De gemeente heeft haar stelling dat de Visserswoningen financieel niet haalbaar waren en dat [partij A] heeft gepoogd om het project aan een derde te verkopen, naar het oordeel van de rechtbank in het licht van de betwisting door [partij A], onvoldoende onderbouwd.
Evenmin heeft de gemeente onderbouwd hoe de kanaalproblematiek van invloed is geweest op het project Visserwoningen, zodat zij gezien de stellige ontkenning van een verband daarmee door [partij A], ook op dit punt te weinig heeft gesteld.
Waarom de door [partij A] beoogde en na twee aanvragen ook vergunde wijzigingen in de bouwplannen van de Visserswoningen een onvoorziene omstandigheid is, heeft de gemeente niet duidelijk gemaakt. Juist vanwege de verstreken tijd acht de rechtbank wijzigingen in de bouwplannen verklaarbaar.

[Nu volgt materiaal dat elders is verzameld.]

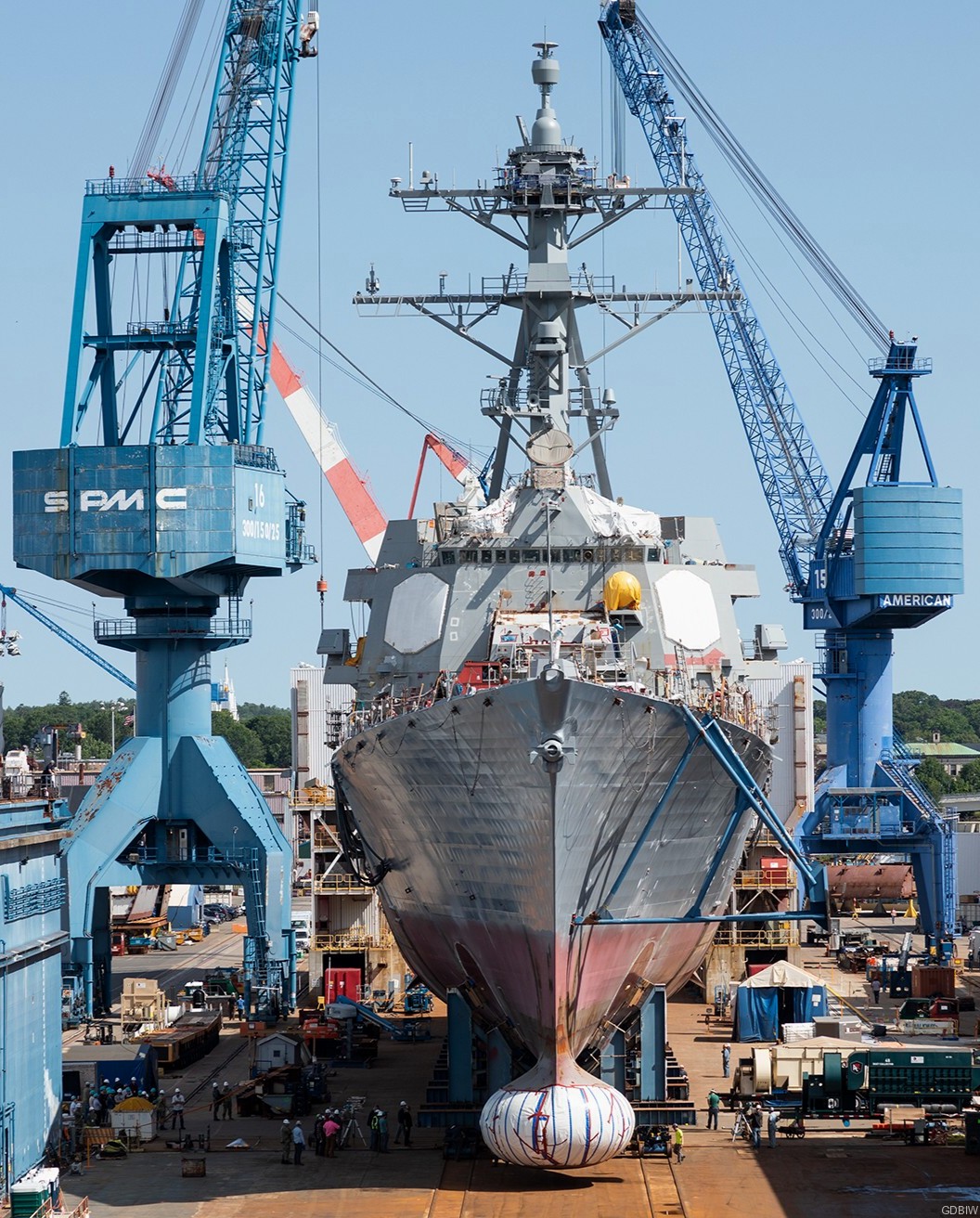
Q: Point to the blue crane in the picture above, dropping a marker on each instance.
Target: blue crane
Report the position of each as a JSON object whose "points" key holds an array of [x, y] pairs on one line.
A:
{"points": [[163, 494], [865, 558], [63, 633]]}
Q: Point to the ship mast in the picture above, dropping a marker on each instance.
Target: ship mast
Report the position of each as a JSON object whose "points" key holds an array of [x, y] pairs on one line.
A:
{"points": [[547, 188]]}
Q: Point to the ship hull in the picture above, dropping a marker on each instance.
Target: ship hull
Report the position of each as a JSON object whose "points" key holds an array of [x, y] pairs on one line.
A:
{"points": [[495, 849]]}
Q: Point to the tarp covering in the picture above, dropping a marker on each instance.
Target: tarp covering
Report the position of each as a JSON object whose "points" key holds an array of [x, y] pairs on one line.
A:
{"points": [[780, 994], [612, 519]]}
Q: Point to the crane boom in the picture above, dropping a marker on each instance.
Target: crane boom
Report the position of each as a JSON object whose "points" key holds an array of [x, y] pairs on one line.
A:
{"points": [[863, 561], [63, 633], [793, 480], [367, 518]]}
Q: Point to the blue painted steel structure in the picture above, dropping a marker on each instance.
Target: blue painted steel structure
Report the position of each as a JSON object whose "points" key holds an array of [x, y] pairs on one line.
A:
{"points": [[69, 639], [863, 561], [32, 906], [180, 502]]}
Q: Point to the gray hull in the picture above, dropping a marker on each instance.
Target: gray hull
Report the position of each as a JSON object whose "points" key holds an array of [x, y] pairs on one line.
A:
{"points": [[492, 854]]}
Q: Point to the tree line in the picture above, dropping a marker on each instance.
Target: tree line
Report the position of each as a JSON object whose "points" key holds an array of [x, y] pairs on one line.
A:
{"points": [[918, 718], [261, 737]]}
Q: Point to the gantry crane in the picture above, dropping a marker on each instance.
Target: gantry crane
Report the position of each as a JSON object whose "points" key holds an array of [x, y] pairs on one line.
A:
{"points": [[875, 554], [163, 494]]}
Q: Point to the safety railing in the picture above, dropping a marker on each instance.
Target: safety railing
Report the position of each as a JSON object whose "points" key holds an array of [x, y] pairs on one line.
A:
{"points": [[339, 882], [774, 934], [768, 877], [352, 940]]}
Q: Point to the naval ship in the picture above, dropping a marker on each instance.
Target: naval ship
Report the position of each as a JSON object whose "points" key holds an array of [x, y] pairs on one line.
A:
{"points": [[523, 749]]}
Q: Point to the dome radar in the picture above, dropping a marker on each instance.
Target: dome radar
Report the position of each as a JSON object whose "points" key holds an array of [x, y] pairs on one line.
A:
{"points": [[545, 72]]}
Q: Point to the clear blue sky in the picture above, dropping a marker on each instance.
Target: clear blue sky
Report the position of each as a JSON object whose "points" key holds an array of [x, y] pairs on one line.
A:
{"points": [[863, 116]]}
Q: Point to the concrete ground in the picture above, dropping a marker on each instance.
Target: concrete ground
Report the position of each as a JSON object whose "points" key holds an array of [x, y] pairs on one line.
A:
{"points": [[832, 1171]]}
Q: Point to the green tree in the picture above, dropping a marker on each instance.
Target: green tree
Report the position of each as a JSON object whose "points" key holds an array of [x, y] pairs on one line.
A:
{"points": [[935, 780], [276, 732], [245, 745], [251, 709], [968, 780]]}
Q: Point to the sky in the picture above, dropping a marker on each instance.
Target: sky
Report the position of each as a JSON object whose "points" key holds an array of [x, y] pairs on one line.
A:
{"points": [[861, 114]]}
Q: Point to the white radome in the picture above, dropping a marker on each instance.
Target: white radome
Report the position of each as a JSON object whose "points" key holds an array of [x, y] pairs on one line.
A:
{"points": [[558, 1125]]}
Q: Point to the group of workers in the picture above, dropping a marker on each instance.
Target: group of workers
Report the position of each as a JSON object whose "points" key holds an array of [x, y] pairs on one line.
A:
{"points": [[328, 1128]]}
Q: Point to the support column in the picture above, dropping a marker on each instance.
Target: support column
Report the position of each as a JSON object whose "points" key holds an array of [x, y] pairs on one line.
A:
{"points": [[460, 1038], [652, 1072], [499, 1067], [612, 1062]]}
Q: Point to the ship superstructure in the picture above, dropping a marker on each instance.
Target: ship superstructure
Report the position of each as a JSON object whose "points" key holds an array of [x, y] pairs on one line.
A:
{"points": [[538, 691]]}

De gemeente heeft weliswaar met een beroep op artikel 18 SOK betoogd dat de genoemde omstandigheden voor [partij A] aanleiding hadden moeten zijn om te gaan heronderhandelen over nieuwe afspraken met de gemeente en dat het nalaten dit te doen aan te merken is als een gebrek in de nakoming van de SOK, maar de gemeente heeft, gezien hetgeen de rechtbank hiervoor heeft overwogen, nagelaten toe te lichten waarom [partij A] in die omstandigheden aanleiding zou moeten zien om opnieuw in gesprek te gaan.
5.20.
Voor zover de gemeente heeft beoogd het feit dat de provincie nog niet bereid is gebleken om de grond aan de gemeente over te dragen als onvoorziene omstandigheid aan te merken, is dit een omstandigheid die voor rekening van de gemeente komt. In de overeenkomst is immers bepaald dat [partij A] niet rechtstreeks de grond van de provincie zal kopen, maar dat het verwerven van de grond door tussenkomst van de gemeente zal plaatsvinden. Het lag dus op de weg van de gemeente om op dit punt actie te ondernemen. Dat wellicht het uitstellen ervan ertoe heeft geleid dat de provincie nu al dan niet terechte bezwaren opwerpt, is een omstandigheid die naar het oordeel van de rechtbank op grond van de overeenkomst in de risicosfeer van de gemeente ligt.
5.21.
Dat sprake is van onvoorziene omstandigheden die voor [partij A] reden hadden moeten zijn om te gaan heronderhandelen in plaats van over te gaan tot ontbinding van de SOK, is dan ook niet gebleken. Indien en voor zover de omstandigheid dat [partij A] nog geen ontheffing heeft voor de verlegging van het persriool en er geen overeenstemming bestaat over de weginrichting al een onvoorziene omstandigheid is, kan [partij A] niet worden verweten dat hij daarover niet in (her)onderhandeling met de gemeente is gegaan. Wat betreft de weginrichting heeft hij dat immers wel gedaan en heeft hij zelfs gewijzigde inrichtingsplannen van de door hem ingeschakelde [naam 4] Groep in de gesprekken met de gemeente betrokken. Wat betreft het persriool is niet gebleken dat hier onoverkomelijk belemmeringen bestaan. Het was voor [partij A] ook niet de reden om de overeenkomst te ontbinden. [partij A] kan dan ook niet worden verweten dat hij op dit punt is tekortgeschoten in de nakoming van de SOK en dat hij voorbarig tot ontbinding van de SOK is overgegaan.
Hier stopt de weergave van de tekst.